Everyone who grew up in the 1940s and ’50s is familiar with Kraft cheese. The processed cheddar was developed in America and launched in Australia by the Kraft Walker cheese company in 1925. It had an almost unlimited lifespan (for a cheese) and needed no refrigeration, so could readily be transported and sold across this wide brown land.
But three years later a competitor arose, and under somewhat fishy circumstances. In subsequent court proceedings, Kraft alleged that Oliver McAnulty, the maker of Maxam Processed Cheese, had induced one of the Kraft Walker foremen to disclose the secret of how their cheese was made. A certain amount of money had changed hands, they said. It’s not recorded whether the said foreman lost his job.

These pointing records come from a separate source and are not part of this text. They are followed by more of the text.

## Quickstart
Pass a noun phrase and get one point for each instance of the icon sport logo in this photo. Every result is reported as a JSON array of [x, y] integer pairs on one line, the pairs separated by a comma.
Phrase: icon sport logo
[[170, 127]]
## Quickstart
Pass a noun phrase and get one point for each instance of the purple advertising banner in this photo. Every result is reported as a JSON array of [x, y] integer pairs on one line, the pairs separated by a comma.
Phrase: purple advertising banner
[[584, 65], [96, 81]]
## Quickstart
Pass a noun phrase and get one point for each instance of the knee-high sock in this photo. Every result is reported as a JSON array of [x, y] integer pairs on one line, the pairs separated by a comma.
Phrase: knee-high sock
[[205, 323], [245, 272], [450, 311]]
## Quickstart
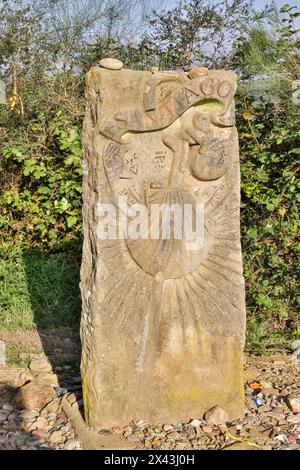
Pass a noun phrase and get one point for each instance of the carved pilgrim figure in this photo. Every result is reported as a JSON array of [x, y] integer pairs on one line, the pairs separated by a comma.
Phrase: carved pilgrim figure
[[163, 319]]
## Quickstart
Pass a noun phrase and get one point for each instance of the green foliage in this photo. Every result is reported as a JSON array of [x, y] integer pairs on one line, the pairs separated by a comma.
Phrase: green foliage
[[38, 290], [40, 202]]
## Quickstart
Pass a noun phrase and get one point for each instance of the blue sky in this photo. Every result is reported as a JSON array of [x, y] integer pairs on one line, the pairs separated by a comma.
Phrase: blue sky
[[279, 3]]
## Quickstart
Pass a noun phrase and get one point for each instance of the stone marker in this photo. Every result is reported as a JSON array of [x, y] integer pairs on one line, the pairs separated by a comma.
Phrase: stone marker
[[2, 354], [111, 64], [163, 317]]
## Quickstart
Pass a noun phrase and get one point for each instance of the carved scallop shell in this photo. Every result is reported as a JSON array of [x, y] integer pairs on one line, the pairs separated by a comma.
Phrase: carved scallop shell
[[169, 257]]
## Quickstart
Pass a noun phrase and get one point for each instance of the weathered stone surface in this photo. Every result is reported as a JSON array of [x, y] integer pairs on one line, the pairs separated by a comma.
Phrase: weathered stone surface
[[40, 365], [14, 376], [198, 72], [162, 325], [111, 64]]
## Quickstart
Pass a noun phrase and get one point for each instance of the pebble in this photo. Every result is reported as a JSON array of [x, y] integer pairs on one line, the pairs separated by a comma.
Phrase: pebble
[[71, 444], [216, 416], [173, 435], [56, 437], [3, 415], [273, 425], [29, 414], [295, 419], [132, 438], [7, 407], [195, 422], [294, 404], [168, 427], [111, 64]]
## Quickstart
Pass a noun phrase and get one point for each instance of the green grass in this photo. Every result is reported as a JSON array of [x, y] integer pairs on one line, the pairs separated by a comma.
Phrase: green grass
[[39, 290], [261, 340]]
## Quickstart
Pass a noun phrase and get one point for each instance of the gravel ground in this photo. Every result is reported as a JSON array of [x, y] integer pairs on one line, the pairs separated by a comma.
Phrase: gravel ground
[[271, 421]]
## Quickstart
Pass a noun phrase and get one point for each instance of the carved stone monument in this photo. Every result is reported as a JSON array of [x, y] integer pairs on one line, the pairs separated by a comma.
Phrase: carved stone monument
[[163, 322]]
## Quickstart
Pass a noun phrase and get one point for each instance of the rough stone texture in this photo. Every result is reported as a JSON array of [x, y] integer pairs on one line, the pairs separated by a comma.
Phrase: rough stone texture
[[162, 327], [2, 354]]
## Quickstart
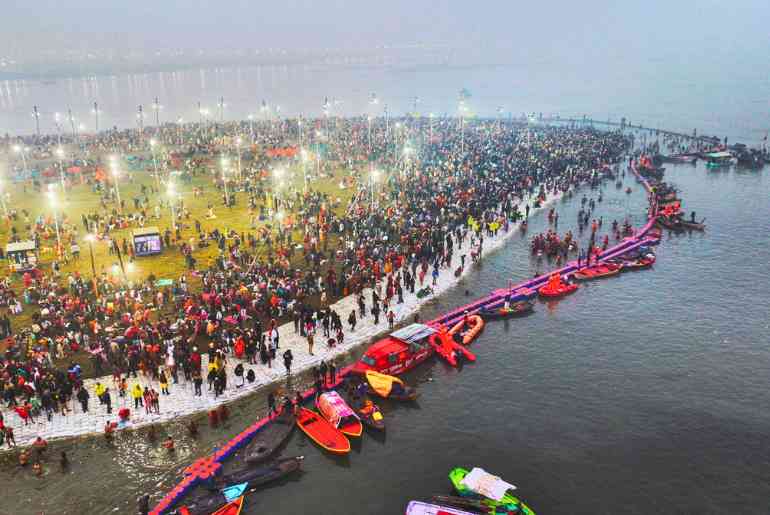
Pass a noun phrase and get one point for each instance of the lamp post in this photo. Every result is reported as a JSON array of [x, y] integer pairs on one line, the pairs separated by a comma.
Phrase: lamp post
[[2, 200], [60, 155], [373, 176], [303, 155], [20, 149], [171, 192], [225, 163], [238, 142], [153, 144], [90, 239], [52, 198], [116, 182]]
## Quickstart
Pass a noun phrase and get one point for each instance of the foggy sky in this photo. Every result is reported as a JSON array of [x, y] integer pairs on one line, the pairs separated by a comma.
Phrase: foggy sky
[[585, 30]]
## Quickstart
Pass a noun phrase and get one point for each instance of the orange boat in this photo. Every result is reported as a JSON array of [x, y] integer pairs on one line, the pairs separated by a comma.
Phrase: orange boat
[[322, 432], [232, 508], [339, 414], [556, 288], [474, 323], [445, 346], [597, 272]]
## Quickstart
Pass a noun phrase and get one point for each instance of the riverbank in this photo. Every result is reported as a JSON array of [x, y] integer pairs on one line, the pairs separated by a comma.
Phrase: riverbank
[[181, 400]]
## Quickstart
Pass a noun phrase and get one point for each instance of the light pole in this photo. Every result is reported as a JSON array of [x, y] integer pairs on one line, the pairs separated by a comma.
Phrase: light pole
[[52, 198], [157, 107], [116, 175], [60, 155], [225, 163], [238, 142], [90, 239], [2, 200], [172, 195], [95, 110], [19, 149], [373, 176], [153, 144]]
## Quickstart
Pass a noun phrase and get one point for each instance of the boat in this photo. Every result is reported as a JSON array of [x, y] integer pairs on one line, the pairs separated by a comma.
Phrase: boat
[[476, 505], [322, 432], [367, 411], [597, 272], [694, 226], [389, 387], [234, 507], [423, 508], [479, 484], [555, 287], [445, 346], [474, 324], [402, 350], [271, 438], [717, 159], [334, 409], [257, 476], [522, 307]]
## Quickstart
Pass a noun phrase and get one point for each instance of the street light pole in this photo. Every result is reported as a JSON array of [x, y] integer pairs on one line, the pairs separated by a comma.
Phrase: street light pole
[[153, 144], [60, 155], [52, 198]]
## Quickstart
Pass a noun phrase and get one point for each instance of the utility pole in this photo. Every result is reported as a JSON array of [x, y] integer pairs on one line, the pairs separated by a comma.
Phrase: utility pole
[[36, 114]]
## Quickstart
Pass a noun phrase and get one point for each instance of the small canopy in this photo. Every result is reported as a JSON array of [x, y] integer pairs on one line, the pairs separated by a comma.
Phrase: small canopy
[[382, 383]]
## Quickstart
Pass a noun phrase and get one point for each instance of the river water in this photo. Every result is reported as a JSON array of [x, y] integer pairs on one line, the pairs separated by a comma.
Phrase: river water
[[641, 393]]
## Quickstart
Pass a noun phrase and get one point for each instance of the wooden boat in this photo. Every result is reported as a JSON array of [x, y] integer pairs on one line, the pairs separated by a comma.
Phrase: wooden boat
[[334, 409], [271, 438], [475, 324], [232, 508], [457, 475], [555, 288], [401, 351], [389, 387], [322, 432], [597, 272], [516, 309], [423, 508], [257, 476], [367, 411]]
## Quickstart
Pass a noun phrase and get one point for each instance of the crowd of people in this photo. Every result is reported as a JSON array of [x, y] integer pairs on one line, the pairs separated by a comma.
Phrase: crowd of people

Maxam Cheese worried Kraft enough for them to launch the law suit in 1929. In the first instance, they were successful. McAnulty was ordered to cease production and to pay costs. But he didn’t give up so easily. In an appeal to the High Court of Australia, the decision was overturned. But Kraft would not let the matter rest. They took it to the Privy Council in London which, until 1986 was still the final court of appeal under Australian law. There, again, McAnulty prevailed and the future of Maxam was assured.
The company became a significant cheese manufacturer, buying cheddar cheese from dozens of small cheese factories and helping to support the dairy industry of southern Queensland, particularly in the Darling Downs area. In the early 1930s, a number of laudatory articles appeared in Queensland papers, one styling McAnulty as a 28-year-old “Baron of Industry“. Not content with selling his cheese in Australia, the young entrepreneur began to export and by 1938 was selling his cheese in China, Palestine, Manila, the Dutch East Indies, the Malay States and India.

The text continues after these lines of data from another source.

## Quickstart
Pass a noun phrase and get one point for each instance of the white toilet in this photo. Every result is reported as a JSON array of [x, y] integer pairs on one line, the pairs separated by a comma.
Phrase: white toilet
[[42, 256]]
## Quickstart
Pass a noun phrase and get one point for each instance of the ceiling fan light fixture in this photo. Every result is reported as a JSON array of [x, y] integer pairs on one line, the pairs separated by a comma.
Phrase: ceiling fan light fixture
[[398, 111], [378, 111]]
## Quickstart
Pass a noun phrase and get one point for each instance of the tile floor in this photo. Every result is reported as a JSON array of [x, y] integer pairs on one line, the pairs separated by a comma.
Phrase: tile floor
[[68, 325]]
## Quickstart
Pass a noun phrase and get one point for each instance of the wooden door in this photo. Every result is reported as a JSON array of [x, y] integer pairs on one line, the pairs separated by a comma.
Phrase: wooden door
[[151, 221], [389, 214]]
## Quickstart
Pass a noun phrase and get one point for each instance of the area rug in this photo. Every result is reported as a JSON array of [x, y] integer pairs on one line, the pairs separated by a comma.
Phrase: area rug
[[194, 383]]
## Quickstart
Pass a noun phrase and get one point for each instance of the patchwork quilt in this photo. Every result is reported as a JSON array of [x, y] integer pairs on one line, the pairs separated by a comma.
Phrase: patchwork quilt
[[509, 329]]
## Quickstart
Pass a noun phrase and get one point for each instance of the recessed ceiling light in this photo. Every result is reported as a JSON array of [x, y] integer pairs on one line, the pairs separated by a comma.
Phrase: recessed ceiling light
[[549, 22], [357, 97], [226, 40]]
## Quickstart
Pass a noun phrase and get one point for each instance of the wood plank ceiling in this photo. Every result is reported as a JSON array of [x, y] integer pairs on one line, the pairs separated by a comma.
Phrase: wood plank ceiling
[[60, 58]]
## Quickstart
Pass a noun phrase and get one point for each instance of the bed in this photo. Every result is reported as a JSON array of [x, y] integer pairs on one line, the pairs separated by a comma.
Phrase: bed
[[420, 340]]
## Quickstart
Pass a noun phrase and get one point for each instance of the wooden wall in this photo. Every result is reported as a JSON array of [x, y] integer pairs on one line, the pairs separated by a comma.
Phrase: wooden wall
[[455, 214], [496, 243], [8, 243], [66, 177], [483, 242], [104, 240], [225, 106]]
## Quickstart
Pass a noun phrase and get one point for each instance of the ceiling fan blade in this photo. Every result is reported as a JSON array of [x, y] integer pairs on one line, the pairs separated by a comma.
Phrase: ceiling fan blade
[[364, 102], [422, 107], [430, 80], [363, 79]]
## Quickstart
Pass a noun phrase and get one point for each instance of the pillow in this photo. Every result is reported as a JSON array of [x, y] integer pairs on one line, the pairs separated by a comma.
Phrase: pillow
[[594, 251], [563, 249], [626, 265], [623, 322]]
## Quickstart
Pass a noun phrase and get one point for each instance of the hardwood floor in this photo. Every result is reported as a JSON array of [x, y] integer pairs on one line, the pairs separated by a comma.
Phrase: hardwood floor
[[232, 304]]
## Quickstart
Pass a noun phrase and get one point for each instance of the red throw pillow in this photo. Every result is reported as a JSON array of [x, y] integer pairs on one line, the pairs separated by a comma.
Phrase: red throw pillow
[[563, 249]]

The meat and cereal processing department began operations in the late 1930s, and with the coming of World War II the company began exporting canned goods to Great Britain and supplying the military with canned rations. During the war, a staff of 400 produced two million cans of meat and cheese. Queensland Country Life revealed in 1942 that:
100 head of prime Queensland cattle, and tons of potatoes, beans and carrots are canned, in the form of a balanced ration, well-cooked and scientifically sealed, every day of the week for consumption in Great Britain…. 280,000 sausages, in 35,000 cans of eight sausages to each, are made, packed and cooked for use by the troops.

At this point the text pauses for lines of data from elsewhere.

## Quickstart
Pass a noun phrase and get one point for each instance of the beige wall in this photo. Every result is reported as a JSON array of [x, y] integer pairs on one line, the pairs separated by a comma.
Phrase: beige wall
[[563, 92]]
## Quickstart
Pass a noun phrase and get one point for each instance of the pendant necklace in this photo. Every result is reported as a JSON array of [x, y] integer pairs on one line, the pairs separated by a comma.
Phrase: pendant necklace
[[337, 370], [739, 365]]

Not everything McAnulty undertook was successful, however, and while the press painted a rosy picture of the man and his business there’s some evidence that his ethics may have left something to be desired. First, there was the purported industrial espionage that allowed him to set himself up in opposition to Kraft. Then, in 1935, there was the episode of the Maxam Tropical Hampers. Despite grand plans for the export of hampers containing “the choicest of Queensland’s tropical products” in “neatly labelled glass jars” the scheme failed, leading to the bankruptcy of one Arthur Douglas Nelson. It appears Nelson handled the publicity for the project and was due fees plus a share of the profits, but received less than his due from Maxam. McAnulty was also prosecuted for the avoidance of income tax and sales tax. What’s more, labour relations at his factories were less than amicable, with strikes making headlines in 1942.
Perhaps the strain became too much. In 1947, McAnulty, in ill health, sold the business to Swift Australian Co. Pty Ltd for £52,935. Under the name of Maxam-Swift, the company continued to produce meat products. In 1950 the range included Luncheon Beef, Steak and Kidney Pudding, Savoury Rissoles in Gravy, Beef Sausages, Pork Sausages, Curried Meat Entree, Beef Pie, Beans in Tomato Sauce, Spaghetti in Cheese & Tomato, a range of meat-based sandwich spreads, and Xmas Pudding [sic]. Bakeo Pastry Mix was also a Maxam product.
It seems that Maxam Cheese was still being sold in Queensland and New South Wales as late as 1967, when Swift sold the Maxam and Bakeo brands to Arnott’s. The Bakeo brand still survives. The market for canned rissoles – not so strong. It looks like they had disappeared from the range by 1953.